Month: April 2014

What are your patterns?

“What fires together, wires together.”

In other words, brain cells that communicate frequently, form stronger connections. Can you now see where your bad habits may be coming from, and why they’re so difficult to break? They get wired into your brain! And the more you do them, the more ingrained they become.

Obviously, some of the patterns we form are good ones. Everyone has good things they do for themselves and others on a regular basis. Here, I’ll invite you to take a few minutes and name several of your good habits. (If you need a few hints, here is my blog about self-care.)

Are you aware of your ingrained patterns that get in your way, hold you back? Welcome to the human condition. We are an odd species that evolved with layers of old, prehistoric brain underneath newer and more sophisticated parts–and the different parts don’t always get along!

Well, the good news is, we have some good things on our side.

First of all, there’s neuroplasticity. That means the brain and nervous system are “plastic”, mold-able, throughout the human lifespan.  Generally speaking, we can grow, change, and learn at any age.

One of the major ways to access neuroplasticity is through mindfulness.

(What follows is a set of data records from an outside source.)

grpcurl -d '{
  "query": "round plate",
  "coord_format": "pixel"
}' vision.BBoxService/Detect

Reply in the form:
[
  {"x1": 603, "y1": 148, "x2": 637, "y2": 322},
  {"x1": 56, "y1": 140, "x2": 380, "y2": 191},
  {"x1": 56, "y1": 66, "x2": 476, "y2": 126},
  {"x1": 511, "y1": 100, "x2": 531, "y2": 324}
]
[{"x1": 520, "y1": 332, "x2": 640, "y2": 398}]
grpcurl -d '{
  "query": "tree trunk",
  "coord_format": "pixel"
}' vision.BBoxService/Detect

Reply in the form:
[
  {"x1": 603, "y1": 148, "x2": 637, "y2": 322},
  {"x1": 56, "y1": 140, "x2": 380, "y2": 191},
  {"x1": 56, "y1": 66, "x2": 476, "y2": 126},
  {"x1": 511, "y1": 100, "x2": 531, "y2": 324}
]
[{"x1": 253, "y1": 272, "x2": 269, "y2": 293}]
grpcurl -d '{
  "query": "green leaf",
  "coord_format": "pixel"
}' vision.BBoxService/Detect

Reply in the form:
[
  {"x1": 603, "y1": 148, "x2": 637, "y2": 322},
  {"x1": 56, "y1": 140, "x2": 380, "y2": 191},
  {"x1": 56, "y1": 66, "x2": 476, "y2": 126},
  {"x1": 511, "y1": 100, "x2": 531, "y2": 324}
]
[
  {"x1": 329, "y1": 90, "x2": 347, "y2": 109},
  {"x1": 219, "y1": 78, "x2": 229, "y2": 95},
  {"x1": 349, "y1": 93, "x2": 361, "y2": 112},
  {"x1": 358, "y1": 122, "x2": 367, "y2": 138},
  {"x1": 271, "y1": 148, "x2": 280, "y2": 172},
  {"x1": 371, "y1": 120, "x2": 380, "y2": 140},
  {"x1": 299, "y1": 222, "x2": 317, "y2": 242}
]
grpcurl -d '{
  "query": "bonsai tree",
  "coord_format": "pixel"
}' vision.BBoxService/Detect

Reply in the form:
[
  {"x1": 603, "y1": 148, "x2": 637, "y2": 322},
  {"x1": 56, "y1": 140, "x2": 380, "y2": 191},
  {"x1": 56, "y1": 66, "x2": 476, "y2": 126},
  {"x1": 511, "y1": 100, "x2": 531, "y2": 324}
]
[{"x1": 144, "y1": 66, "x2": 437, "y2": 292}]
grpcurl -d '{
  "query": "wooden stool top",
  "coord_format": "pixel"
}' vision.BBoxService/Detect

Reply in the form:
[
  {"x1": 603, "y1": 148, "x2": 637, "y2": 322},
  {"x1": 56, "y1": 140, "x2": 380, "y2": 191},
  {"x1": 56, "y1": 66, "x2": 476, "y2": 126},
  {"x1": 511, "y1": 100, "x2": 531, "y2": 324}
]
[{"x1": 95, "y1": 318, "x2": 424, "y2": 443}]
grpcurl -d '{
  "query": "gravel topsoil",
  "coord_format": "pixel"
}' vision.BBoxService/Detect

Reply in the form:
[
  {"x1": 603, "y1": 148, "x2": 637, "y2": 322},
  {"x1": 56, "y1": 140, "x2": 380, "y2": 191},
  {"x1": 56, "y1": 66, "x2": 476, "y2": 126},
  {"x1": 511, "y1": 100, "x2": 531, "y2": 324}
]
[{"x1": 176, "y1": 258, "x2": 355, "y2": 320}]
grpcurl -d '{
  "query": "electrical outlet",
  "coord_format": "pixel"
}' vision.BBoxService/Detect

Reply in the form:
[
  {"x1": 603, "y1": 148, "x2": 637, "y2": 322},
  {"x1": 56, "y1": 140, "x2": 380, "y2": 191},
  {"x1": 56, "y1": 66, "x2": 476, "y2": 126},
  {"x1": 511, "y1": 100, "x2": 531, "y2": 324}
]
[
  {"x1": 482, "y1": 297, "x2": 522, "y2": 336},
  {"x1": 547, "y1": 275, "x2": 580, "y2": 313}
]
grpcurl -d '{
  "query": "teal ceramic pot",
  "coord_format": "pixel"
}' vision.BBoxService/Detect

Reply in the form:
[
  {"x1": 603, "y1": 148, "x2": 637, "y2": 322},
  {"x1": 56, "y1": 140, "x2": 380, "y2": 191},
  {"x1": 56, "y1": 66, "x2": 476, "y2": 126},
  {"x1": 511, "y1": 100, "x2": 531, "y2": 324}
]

Mindfulness means doing with awareness, being fully present to the present moment. In Somatic Experiencing, we use a form of somatically based mindfulness called “dual awareness”.  That means, the therapist guides and supports you to observing what’s happening in your body/nervous system, while being stable and OK in the present moment.  Without being swallowed up by the old pattern.

A good SE therapist will help you really slow things down, really attune to what’s happening within. You’d be amazed how just slowing things down, in the presence of a calm and grounded other person, brings new awareness and insight. Along the way, the process also frees up the energy needed to make and sustain positive changes.

Slowing down, becoming mindful and starting to feel what’s happening underneath, is a process that sometimes requires therapeutic guidance, particularly if the person has a significant amount of trauma energy lurking under there.  People have accessed it through therapy, yoga, physical exercise, meditation, writing, and other ways. When done properly, this process tends to develop a lot more integration and wholeness within the person.  Many people have used it to shed many bad habits, and ended up knowing themselves better!

Shock vs. developmental trauma

Did you know that there are two main classifications of trauma?

They are different in some ways, similar in others. They can overlap or occur separately.

Shock trauma comes from a sudden, singular event, such as a car accident or assault, physical injury, the unexpected death of a loved one, or a natural disaster.  A person’s experience of war may be filled with multiple instances of shock trauma.  Some seemingly routine, innocuous medical procedures can leave the nervous system in a post-traumatic state, even despite the best efforts of the medical staff.

This category of trauma is so named because it usually involves the person experiencing some degree of shock. Medical shock is often associated with physical injury or impact, and it may pose an immediate threat to life. Medical shock requires the immediate attention of a qualified medical practitioner.  It can co-occur with emotional shock, which involves some degree of dissociation and emotional/physical numbness. Emotional shock may occur without medical shock; and it can go unnoticed for a long time. It must be addressed first before deeper trauma healing work can proceed.

Developmental trauma occurs when an infant or child does not receive the nurturing or support s/he needs for his or her nervous system to fully develop.  This is important: A child’s nervous system knows how to “wind up” into distress, but it does not know how to settle or calm itself.  A child’s nervous system is dependent on the caregiver to regulate it.  Over time, nurturing interactions with a calm and loving caregiver, teaches the nervous system how to calm itself and adapt to changing external circumstances.

In my experience, I have found that people don’t always know that they have developmental trauma, or that their nervous systems  are still in need of support.  Developmental trauma often underlies otherwise unexplained cases of depression, anxiety, rigidity, relationship problems, and failure to recover from a seemingly small life event.

Please note that developmental trauma can result from bad parenting, but this is not always the case. Many unavoidable circumstances can cause stress on the child, or stress on the family that they can’t help but pass on to the child. Examples include family illness, a death in the family, poverty, living with war, and some instances of parental grief, anxiety or depression.

These are two distinct types of trauma. It is important for the therapist to understand the differences in how they appear, as well as how to treat them.

Child abuse is an example of shock and developmental trauma occurring together. So is the untimely death of a parent.

The good news is, just like other animals, humans have a remarkable ability to grow, improve and recover, even in adulthood and old age.  We are designed to overcome adversity, and you might be amazed at how much recovery is possible with the proper support. The principle of neuroplasticity refers to the brain and nervous system’s ability to change rather than staying static.  I have seen people in their 50’s, 60’s, and 70’s engage in SE and experience substantial improvements.

So, don’t give up! You can educate yourself about trauma and how to help body, mind and spirit release it.